The Codex Skeptic FAQ

Most of my programmer friends believe that Language Models trained on code will not affect their day job anytime soon. In this post, I make the case that 1) code generation is already useful (assuming minimal prompt engineering skills) 2) even if you do not believe in 1), code generation will increase programmers’ throughput way sooner than it will fully automate them.

Language Models trained on Code do not bring us closer to Full Code Automation

This misconception comes from thinking linearly instead of exponentially. Language models are good enough at generating code to make the very engineers building such models slightly more productive, for instance when dealing with a new API. In other words, the returns (aka the improvements in the algorithm) from investing more resources in code generation directly helps (with better developer tools) create a better code-generating algorithm.

Code generation does not automate the part of my workday where I think hard

It still accelerates “glue code” or “API work”—a substantial fraction of large codebases.
Besides, only a set of privileged engineers get to think about the broad picture every day.
Plus, hard thinking is mostly required at the start, when designing the architecture.
And thinking seldom happens in a silo. It instead requires many iterations, through coding.

I asked a model to generate code but it doesn’t seem to be able to solve it

More often than not, the issue is not about the model. Try another prompt. (Example)

The output is outdated code from average programmers

Code quality (length, variable naming, taste) is prompt and hyperparameter dependent.
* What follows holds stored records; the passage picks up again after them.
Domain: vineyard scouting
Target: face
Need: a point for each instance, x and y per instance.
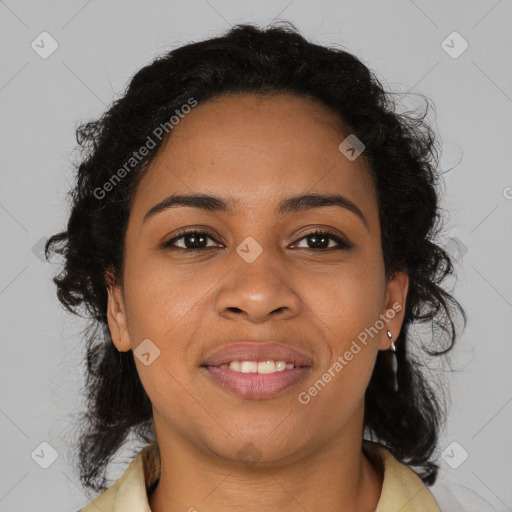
(253, 272)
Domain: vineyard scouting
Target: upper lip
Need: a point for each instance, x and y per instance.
(257, 351)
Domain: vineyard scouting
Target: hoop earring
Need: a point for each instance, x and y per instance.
(394, 362)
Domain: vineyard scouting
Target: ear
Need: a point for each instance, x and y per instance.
(394, 309)
(116, 314)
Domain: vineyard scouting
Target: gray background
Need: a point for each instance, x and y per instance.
(101, 45)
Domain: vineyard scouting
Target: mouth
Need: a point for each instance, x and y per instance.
(257, 370)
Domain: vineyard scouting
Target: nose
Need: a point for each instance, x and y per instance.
(258, 291)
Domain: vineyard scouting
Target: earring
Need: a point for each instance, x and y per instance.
(394, 362)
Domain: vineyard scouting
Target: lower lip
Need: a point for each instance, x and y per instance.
(258, 386)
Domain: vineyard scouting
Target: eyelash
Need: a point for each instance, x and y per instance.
(342, 244)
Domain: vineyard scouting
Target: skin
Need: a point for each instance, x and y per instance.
(258, 151)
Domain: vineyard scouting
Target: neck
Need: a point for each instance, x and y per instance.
(335, 476)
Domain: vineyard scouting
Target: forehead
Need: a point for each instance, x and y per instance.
(254, 148)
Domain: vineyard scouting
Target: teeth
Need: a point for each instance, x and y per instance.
(258, 367)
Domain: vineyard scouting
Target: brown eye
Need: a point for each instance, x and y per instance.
(322, 239)
(192, 241)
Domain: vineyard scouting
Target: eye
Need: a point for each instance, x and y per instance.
(321, 239)
(193, 240)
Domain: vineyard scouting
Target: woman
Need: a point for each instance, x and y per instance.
(253, 235)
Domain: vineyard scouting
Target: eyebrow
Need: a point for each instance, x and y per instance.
(226, 205)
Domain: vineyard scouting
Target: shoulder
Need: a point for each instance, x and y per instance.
(402, 488)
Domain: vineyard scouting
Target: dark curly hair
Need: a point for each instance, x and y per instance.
(402, 155)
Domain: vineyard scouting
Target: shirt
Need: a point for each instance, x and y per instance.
(402, 489)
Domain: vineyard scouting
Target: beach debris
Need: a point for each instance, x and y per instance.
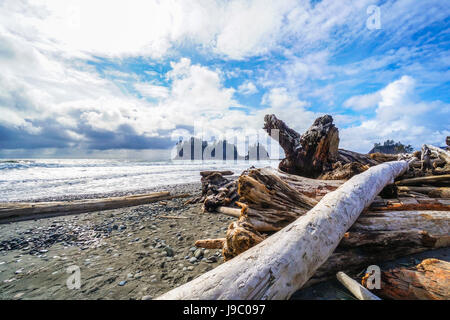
(316, 154)
(285, 261)
(429, 280)
(355, 288)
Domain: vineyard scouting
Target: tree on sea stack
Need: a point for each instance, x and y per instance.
(283, 263)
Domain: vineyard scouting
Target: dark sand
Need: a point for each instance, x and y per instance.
(126, 253)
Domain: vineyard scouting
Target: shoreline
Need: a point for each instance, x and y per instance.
(126, 253)
(174, 189)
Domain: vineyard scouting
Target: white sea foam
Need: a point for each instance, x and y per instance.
(50, 178)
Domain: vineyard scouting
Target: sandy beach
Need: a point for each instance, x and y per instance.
(126, 253)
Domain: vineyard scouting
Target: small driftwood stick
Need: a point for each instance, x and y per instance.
(210, 243)
(355, 288)
(232, 212)
(172, 217)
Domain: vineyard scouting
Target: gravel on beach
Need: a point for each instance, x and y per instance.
(128, 253)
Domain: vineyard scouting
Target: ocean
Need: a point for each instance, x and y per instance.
(53, 179)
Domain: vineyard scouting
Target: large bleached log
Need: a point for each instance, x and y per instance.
(283, 263)
(381, 236)
(18, 211)
(429, 280)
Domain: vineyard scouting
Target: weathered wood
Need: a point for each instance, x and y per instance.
(17, 211)
(309, 154)
(426, 158)
(211, 243)
(438, 180)
(315, 154)
(217, 191)
(223, 173)
(381, 236)
(283, 263)
(172, 217)
(420, 204)
(429, 280)
(441, 153)
(232, 212)
(434, 192)
(355, 288)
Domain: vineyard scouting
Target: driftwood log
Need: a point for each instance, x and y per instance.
(383, 236)
(429, 280)
(355, 288)
(433, 192)
(315, 154)
(284, 262)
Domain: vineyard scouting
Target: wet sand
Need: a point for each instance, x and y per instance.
(126, 253)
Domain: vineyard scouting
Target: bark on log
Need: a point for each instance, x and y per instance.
(381, 236)
(434, 192)
(283, 263)
(441, 153)
(429, 280)
(232, 212)
(19, 211)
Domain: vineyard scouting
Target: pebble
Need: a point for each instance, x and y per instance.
(20, 294)
(193, 260)
(169, 251)
(198, 253)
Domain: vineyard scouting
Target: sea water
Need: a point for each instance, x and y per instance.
(22, 180)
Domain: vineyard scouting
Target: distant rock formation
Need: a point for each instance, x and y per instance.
(197, 149)
(391, 147)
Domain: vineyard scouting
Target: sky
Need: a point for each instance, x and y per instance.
(129, 78)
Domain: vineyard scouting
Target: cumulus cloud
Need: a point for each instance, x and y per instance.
(364, 101)
(247, 88)
(400, 116)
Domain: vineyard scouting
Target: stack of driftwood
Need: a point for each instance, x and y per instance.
(324, 210)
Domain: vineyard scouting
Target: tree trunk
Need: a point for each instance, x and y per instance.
(443, 154)
(383, 236)
(429, 280)
(284, 262)
(315, 154)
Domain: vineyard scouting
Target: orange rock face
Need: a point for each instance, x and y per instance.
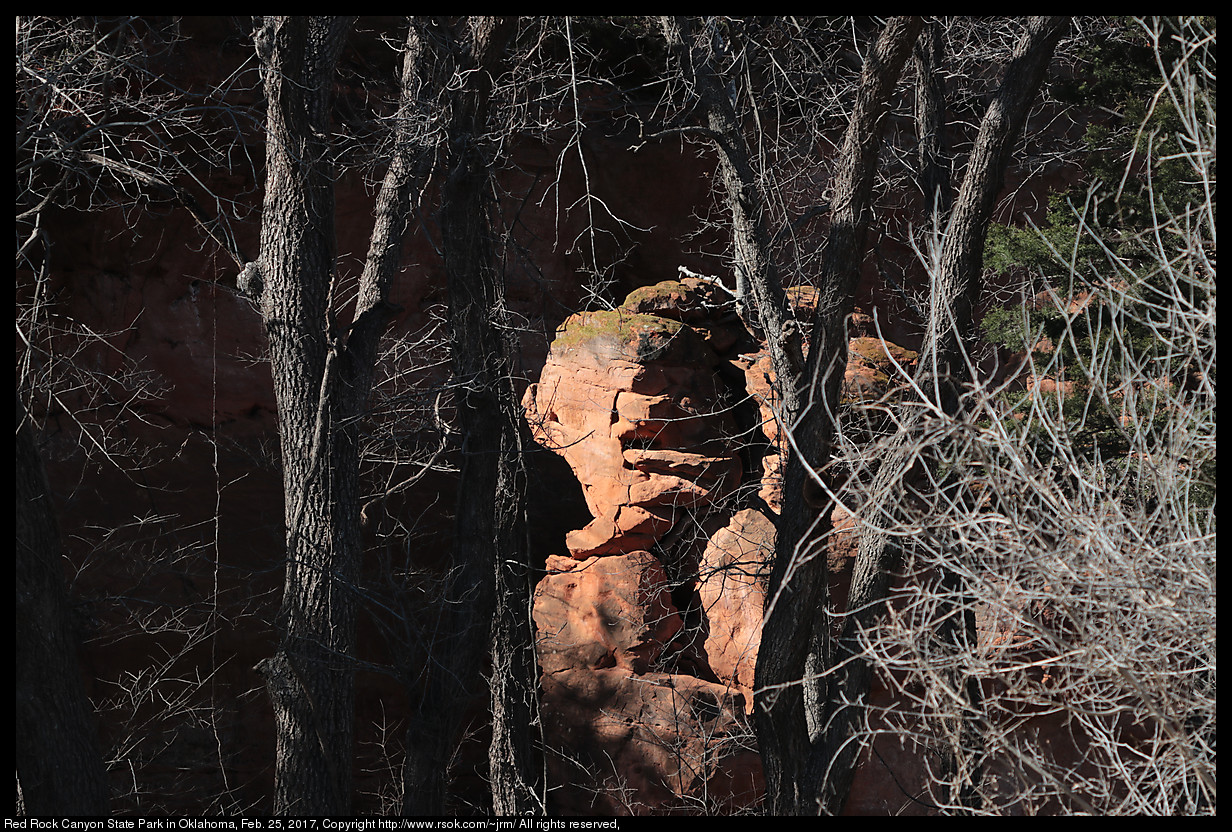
(648, 630)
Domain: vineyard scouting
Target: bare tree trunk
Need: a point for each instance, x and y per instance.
(59, 766)
(323, 377)
(758, 287)
(490, 616)
(944, 371)
(795, 640)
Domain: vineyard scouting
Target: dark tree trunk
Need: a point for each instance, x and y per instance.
(311, 677)
(759, 290)
(322, 377)
(795, 639)
(489, 616)
(944, 371)
(59, 766)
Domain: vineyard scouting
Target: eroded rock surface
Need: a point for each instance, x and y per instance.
(648, 629)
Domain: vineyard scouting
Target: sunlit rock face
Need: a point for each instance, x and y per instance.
(649, 624)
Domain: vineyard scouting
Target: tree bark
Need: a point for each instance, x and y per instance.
(795, 639)
(945, 371)
(489, 619)
(323, 377)
(59, 766)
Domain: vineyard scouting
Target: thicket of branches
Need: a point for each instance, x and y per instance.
(1037, 499)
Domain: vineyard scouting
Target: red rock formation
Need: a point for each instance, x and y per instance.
(644, 711)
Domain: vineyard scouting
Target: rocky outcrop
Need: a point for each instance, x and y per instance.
(648, 628)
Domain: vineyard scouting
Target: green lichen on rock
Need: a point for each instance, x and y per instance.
(632, 337)
(667, 292)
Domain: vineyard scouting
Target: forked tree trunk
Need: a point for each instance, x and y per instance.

Generally, language models use variables from the prompt and you can rename those yourself.

Only developers who repeat the same tasks will be automated so it will not affect me

You might still see gains in productivity in learning how to use a more advanced version.

My job does not involve solving simple coding tests from docstrings

You should be capable of separating your code in smaller functions and write docstrings.

Codex cannot solve my problem since it has only access to a limited training set

Github Copilot stores your data. Supposedly, the same applies to the Codex beta.

Current Language Models still make silly mistakes

If the mistake is silly, then fixing it is trivial.

Anyway, it is error prone so it cannot be used for critical software

It generates less error than I do when writing code for the first time.

I would strongly suggest applying to Github Copilot or OpenAI Codex access to check for yourself, avoiding cherry-picked examples on the internet (in good and in bad). Indeed, if you search online, you might run into outdated reviews, where it turns out that highlighted errors actually work now. If you cannot wait for beta access, I recommend asking a friend for a demo (I’m happy to showcase it to everyone), trying genji python or reading this up-to-date review.

More generally, programmers should seriously consider learning prompt engineering to avoid being left behind, and, I believe, any future forecast about AI progress should include this shorter loop between deep learning models and programmer productivity.